Tra la buona e la cattiva sorte del mondo nell’era digitale, il recente caso della catena di licenziamenti nelle società delle Big Tech, vede forse tendere l’ago della bilancia verso i lati negativi del sistema economico creato dall’era digitale? L’onda dei licenziamenti è una di quelle caraibiche: grande e potente. È possibile affermarlo sulla base del fatto che il fenomeno non resta circoscritto a poche aziende ma sta contaminando una lunga serie di imprese del settore digitale.
In complesso sono oltre 170 mila persone sacrificate per i bilanci delle Big Tech. Il caso ha i tratti di una seconda pandemia, solo alcuni esempi: Amazon, Vodafone, Microsoft e Google.
Quest’ultimo sappiamo essere il più recente: è il 20 gennaio quando, al posto del caffè, il buongiorno di 12 mila lavoratori è segnato da un improvviso quanto privo di tatto licenziamento.
La suddetta osservazione del caso non vuole concentrarsi infatti sull’atto in sé e per sé, quanto sulle modalità. Sulla base di una lunga serie di fattori, quale ultimo per cronologia e forse primo per gravità la pandemia, il licenziamento può essere ampiamente esplicato. Quello che non trova invece solide ragioni è la brutalità dell’atto, al quale hanno reagito in ugual modo le persone tagliate fuori dall’azienda così come i colleghi salvatisi da ciò.
A destare lo sconcerto è probabilmente la perdita di un fattore che si pensava facesse ormai parte del mondo lavorativo contemporaneo: l’umanità. L’annuncio è infatti semplice, lineare, diretto: <<a difficult decision to set us up for the future>> esordisce Sundar Pichai, il CEO di Google e Alphabet. Forse però la difficoltà non sta nell’annunciare i licenziamenti quanto nel prenderne atto da parte dei diretti interessati in un generale manifesto stampa. Tempo di lettura: due minuti. Tempo di metabolizzazione? Sicuramente più lungo.
A cavallo del 2020 - 2021, quindi durante la fase più acuta della pandemia, la società del gruppo Alphabet ha realizzato grandi profitti e assunto 50 mila nuovi collaboratori. Nel 2022 i consumi digitali sono diminuiti e per conseguenza ha scaricato “l’effetto frusta” dei mercati con il taglio delle risorse umane. I numeri sono in linea con le altre Big Tech: Amazon ha tagliato 19 mila lavoratori, Facebook 11 mila e Microsoft 10 mila. E proprio oggi Zoom ne ha annunciato il taglio di 1.300. Finora si sono salvati solo a Apple.
Sorgono spontanei una serie di quesiti.

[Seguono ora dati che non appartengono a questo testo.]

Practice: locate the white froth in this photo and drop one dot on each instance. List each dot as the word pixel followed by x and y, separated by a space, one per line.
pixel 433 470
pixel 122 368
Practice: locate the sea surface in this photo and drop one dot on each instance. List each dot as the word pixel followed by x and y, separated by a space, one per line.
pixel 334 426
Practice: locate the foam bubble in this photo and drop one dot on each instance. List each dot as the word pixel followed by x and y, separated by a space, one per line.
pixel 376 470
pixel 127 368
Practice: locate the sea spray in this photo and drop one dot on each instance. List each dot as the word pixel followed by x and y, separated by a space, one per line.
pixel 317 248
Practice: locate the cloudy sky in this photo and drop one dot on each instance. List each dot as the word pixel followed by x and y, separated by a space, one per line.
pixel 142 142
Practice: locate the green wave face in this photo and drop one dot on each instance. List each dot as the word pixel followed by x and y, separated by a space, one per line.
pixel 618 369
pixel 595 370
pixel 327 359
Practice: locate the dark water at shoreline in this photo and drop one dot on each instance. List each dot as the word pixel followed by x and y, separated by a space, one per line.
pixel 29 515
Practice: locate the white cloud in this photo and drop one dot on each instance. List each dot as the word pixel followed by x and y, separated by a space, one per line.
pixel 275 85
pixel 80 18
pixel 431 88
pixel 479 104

Il primo di questi andrebbe forse posto ai vertici delle aziende interessate: “non sarebbe forse il caso di porre un ente intermediario che unisca le esigenze di una grande aziende all’etica minima e sindacabile?”. Il secondo è che a forza di curare gli interessi degli azionisti, quindi licenziare per mantenere il medesimo saggio di profitto, non diventerà un autogol in termini di immagine?
Il caso, e tutti i suoi simili nel settore delle Big Tech, dimostrano come nella fretta di un mondo sempre più rapido si passi sopra ad esigenze in realtà assodate da tempo. Affidare invece la cura dei propri lavoratori ad un organo di risorse umane permetterebbe, anche alle aziende più tech, di dimostrare che la rapidità digital non intende mietere vittime quanto rivoluzionare positivamente la vita dell’essere sociale. Forse però è proprio questo ad essere stato tralasciato: l’azienda si rapporta ad una società il cui aspetto primario è la buona comunicazione. Lo è in ogni settore, dunque in quello lavorativo. Nel momento in cui questo fattore diventa nullo o inefficace si genera un nuovo modulo comportamentale.
All’ansia da prestazione si aggiunge, al confine tra il danno e la beffa, il timore di non dover più svolgere alcuna prestazione lavorativa. Si può facilmente dedurre come il clima emotivo e psicologico viri bruscamente verso la più totale degenerazione: quella, sempre più frequente, in cui il lavoratore è sottoposto ad uno stress forte e costante, concernente le sue mansioni e al tempo stesso la sua posizione lavorativa. Questa risulta infatti essere sempre più precaria: se fino a qualche anno fa il lavoratore si sentiva appeso ad un filo, oggi probabilmente la sensazione è quella di libera caduta. Resta solo un dubbio: se il lavoratore riuscirà ad atterrare in piedi.